WASHINGTON, D.C. – Bleeding risk is a real concern among patients that might be candidates for anticoagulation. Should we rely on bleeding risk scores like HAS-BLED or clinical judgment? New guidelines answer that question. The American Association of Blood Loss (AABL) says to replace bleeding risk scores by simply asking the patient “Are you gonna bleed?”
Patients tend to know their bodies better than even the best of clinicians so why not put on the onus on the patient?
“HAS-BLED is a good bleeding risk score, but I’ll admit, once I get past the H for hypertension, I never know what the rest of the mnemonic stands for,” explained hospitalist Elvin Fitzpatrick. “This makes it much easier.
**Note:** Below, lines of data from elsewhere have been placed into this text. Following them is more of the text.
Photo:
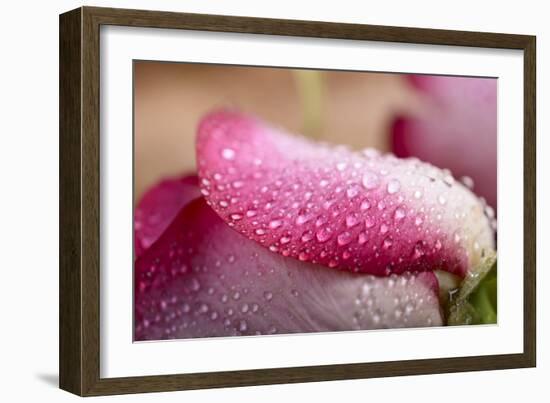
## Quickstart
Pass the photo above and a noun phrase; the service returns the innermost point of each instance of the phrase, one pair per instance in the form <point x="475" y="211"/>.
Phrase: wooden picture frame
<point x="79" y="348"/>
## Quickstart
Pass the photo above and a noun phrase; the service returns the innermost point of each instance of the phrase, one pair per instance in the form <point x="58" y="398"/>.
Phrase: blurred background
<point x="449" y="121"/>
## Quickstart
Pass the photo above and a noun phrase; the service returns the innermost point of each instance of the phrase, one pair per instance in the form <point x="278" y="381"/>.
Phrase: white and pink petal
<point x="328" y="205"/>
<point x="203" y="279"/>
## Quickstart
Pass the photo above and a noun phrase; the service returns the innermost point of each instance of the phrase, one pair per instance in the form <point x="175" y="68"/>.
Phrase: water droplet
<point x="399" y="213"/>
<point x="352" y="220"/>
<point x="365" y="205"/>
<point x="370" y="180"/>
<point x="307" y="236"/>
<point x="352" y="191"/>
<point x="284" y="240"/>
<point x="344" y="238"/>
<point x="370" y="222"/>
<point x="303" y="256"/>
<point x="275" y="224"/>
<point x="228" y="154"/>
<point x="418" y="250"/>
<point x="393" y="186"/>
<point x="302" y="219"/>
<point x="324" y="234"/>
<point x="341" y="166"/>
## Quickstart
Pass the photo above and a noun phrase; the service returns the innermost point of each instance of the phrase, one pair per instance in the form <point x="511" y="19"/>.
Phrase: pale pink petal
<point x="158" y="207"/>
<point x="324" y="204"/>
<point x="458" y="130"/>
<point x="202" y="279"/>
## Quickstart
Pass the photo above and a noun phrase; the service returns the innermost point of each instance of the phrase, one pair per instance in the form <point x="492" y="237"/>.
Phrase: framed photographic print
<point x="249" y="201"/>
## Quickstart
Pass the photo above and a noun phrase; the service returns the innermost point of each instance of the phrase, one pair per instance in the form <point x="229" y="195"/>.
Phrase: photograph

I ask the patient, I document their answer in the chart, and it’s over and done with.”
There are many factors that can affect bleeding risk, some of which are related to the anticoagulant of choice, the others are related to the patient and his or her individual characteristics. But one overlooked factor: mood.
“If my doctor simply asked me if I would bleed on warfarin, I would have told him ‘Absolutely, I just know it,'” explained one patient, Amy Capone, who developed hematochezia shortly after starting warfarin for atrial fibrillation. “It seemed to catch all the medical professionals by surprise, but I wasn’t. I knew.”
Though the guidelines aren’t official on this, the AABL does recommend asking as a second question, “Are you gonna fall?” An answer of “Hell yes” should raise a red flag.